After what felt like hours, but was more realistically only a few minutes, I started to see familiar landscapes.  I took turns I make on a regular basis and knew that soon I’d be passing the Burma Shave signs with their cutesy sayings.  I breathed a little easier, relaxed my deathgrip on the steering wheel.  The lights from the town penetrated my windows and made them considerably less reflective.  The sick feeling that had come out of nowhere subsided.  The whole ordeal felt like a summer storm – the kind that comes quickly, last a few minutes, then blow away leaving everything a little wetter and shinier than before.  I’d survived the imagined terrors, and finally I was home.

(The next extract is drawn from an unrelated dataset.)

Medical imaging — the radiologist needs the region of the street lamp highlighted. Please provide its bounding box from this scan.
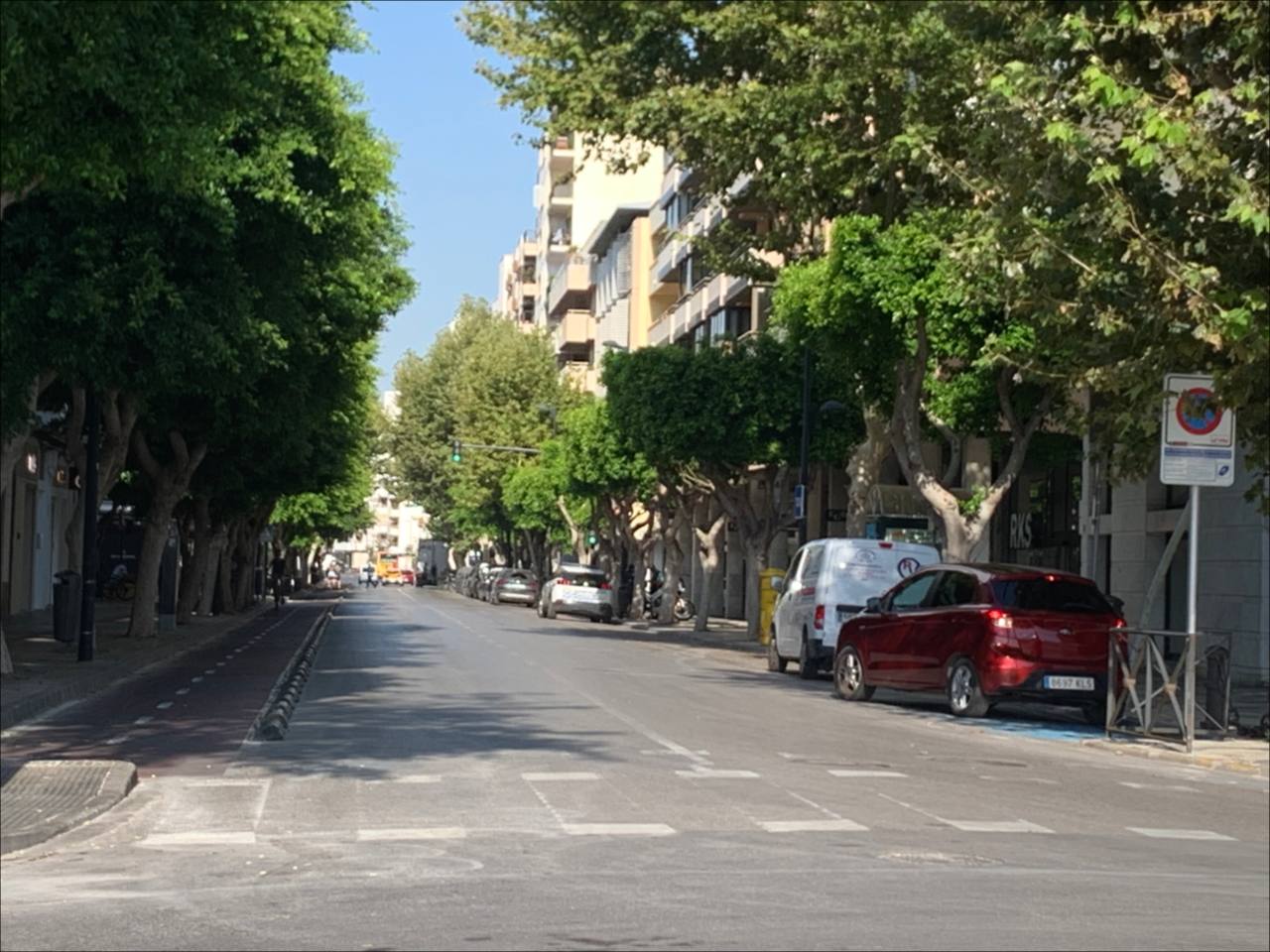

Fear is a strange thing.  I’m afraid of a lot more things than I probably shouldn’t be: the dark, that thing from The Grudge, the clown from IT, serial killers, attics, basements, dying, loved ones dying, having kids because so much can go wrong with babies, throwing up, looking stupid, not getting a job, not getting my contract renewed after I finally do get a job, people lying to me, not knowing something everyone else knows, chairs that are facing me at night, other drivers on the road, this tick bite giving me lyme disease, cockroaches, not being liked, rejection, failure, strangers at night, and gaining a lot of weight, to name just a few. But not heights.  I freaking love heights.

I’m not sure what to do about these fears.  I know some of them are normal things that regular people are afraid of, but some of them kind of seem like I just pointed at a book of things and said, “That.  I’m going to be afraid of that.” 

Michael and I like to play this game with Ferris called “Make Ferris Uncomfortable.”  Our cat spends most of his life teetering on the edge of a nervous breakdown, so when he’s lying down comfortably we like to remind him that his world could change at any minute.  We pick up random ordinary things and simply place them near him.  He immediately gets on edge, sniffs the intruding object, bristles at the tail, and sometimes leaves before we have a chance to put another thing next to him.  Okay, we’ve only actually done this twice.  And I guess it’s probably a little cruel of us.  But Ferris and I are alike in that we both spend most of our time worrying about something.  And I guess If I lived in a house with giants I would get pretty uncomfortable if they started boxing me in with their random crap too.  If I did live in a house with giants of another species, my list of fears would be amended to add things like: being stepped on, those giant jerks not feeding me, being pushed outside into the vast unknown, being put in a box and forgotten about, being eaten, and finally, those giant jerks putting their random crap next to me for no reason.